Actually, our perspective on events and on decision-making changes with the perception of our needs. In Germany, the demographic swing starts to be really strong. And once people see that schools or hospitals must be closed due to a lack of demographic demand, they tend to think twice over the matter. Even more so in the economy: more and more companies find it extremely difficult to get the right candidates for their jobs. It is more than logical that this will stir up a new debate on qualification-based immigration, quite independent of the political colours and ideologies of the acting government!
The real point, however, is global governance. We cannot judge the migration issue from the standpoint of one country alone. The Institute of Social Strategy (www.institut-fuer-sozialstrategie.org) pleads for a UN Migration Authority, with the simple task of a common and public register of demographic needs in terms of skills, languages and others. In such a case, regions (not necessary countries) can hand in their file of needs; other might prefer to offer people and labour, on a strictly voluntary base. Global mobility would be fostered – increase of tolerance across nationalities and religions can be expected. In this moment, around 140 million persons in the world work in a country where there have not been born. Why not go and professionalise the process of migration world-wide, e.g. via such a new UN institution?
The President of the Federal Republic of Germany Christian Wulff once stated that « Islam is a part of Germany ». At the same time, the planned construction and opening of mosques all over the country, like in Cologne for instance, leads to protests by German civil society. In 2008, demonstrators in Berlin even claimed that the ongoing islamization of the German society would end up with the destruction of the democratic basic order. How true is Wulff’s statement? And how right are the critics?
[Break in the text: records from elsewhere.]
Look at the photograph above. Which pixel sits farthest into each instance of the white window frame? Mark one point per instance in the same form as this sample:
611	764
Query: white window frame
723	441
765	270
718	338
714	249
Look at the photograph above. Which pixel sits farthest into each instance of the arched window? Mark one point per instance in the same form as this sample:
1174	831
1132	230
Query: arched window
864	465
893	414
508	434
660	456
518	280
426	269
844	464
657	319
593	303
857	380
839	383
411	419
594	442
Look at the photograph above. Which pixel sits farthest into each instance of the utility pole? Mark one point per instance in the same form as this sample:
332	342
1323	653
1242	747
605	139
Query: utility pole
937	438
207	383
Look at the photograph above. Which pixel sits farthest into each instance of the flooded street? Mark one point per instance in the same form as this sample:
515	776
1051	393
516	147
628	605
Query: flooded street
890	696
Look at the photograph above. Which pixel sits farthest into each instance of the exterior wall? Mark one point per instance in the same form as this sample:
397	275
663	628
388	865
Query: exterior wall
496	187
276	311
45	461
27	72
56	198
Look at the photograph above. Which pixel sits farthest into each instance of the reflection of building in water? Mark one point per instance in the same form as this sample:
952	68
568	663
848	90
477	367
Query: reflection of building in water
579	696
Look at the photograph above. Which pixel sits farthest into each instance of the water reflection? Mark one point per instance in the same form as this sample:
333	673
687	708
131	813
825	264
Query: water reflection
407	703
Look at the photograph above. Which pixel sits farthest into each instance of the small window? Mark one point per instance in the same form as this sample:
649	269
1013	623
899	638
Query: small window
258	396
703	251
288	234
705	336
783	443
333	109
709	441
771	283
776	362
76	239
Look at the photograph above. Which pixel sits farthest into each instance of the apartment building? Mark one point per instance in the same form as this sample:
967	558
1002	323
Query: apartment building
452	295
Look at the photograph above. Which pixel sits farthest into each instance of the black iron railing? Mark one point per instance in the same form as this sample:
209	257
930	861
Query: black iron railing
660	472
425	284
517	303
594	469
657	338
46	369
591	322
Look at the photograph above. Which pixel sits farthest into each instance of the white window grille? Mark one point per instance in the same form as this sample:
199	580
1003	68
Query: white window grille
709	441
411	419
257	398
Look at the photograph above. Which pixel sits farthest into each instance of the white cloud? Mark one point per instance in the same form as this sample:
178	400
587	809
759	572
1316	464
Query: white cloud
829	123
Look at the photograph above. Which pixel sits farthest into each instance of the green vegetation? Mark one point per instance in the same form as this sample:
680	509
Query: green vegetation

Contacts between Christians and Muslims are as old as both of these religions, even in Germany. Most of these contacts have been peaceful, fostered by curiosity and reciprocal learning, e.g. in case of the medieval medicine or in case of trade contacts e.g. via the silk road in today’s Central Asia.
During the last 40 years, however, Germany has experienced a new dimension of contact with Islam, due to the arrival of millions of Turkish immigrants. What happens now is a situation of religious competition between Christian churches, Muslim communities and others, with or without an explicitly religious background.
It is understandable that new situations may raise questions. On the other hand, a democratic country will not set up obstacles to the freedom of religion. So one thing is understanding fears, another is the promotion of democratic ideas. This, however, must hold true also of Muslim countries where Christians mostly face a lot of resistance or even persecution. Freedom of religion includes basic rights – which are not respected in those countries where the building of Churches or the practice of Christian religion are forbidden!
In that sense, the idea of a religion being part of or belonging to a country is rather a notion of the last century. People want to live their own lives, be it in Frankfurt or in Istanbul, in Oslo or in New York! Once countries are open enough for the practice of religious freedom, they still can highly appraise their own religious traditions but they will not impose something like a “politically correct” religion upon each and every citizen!
The views expressed in this article are the author's own and do not necessarily reflect Fair Observer’s editorial policy.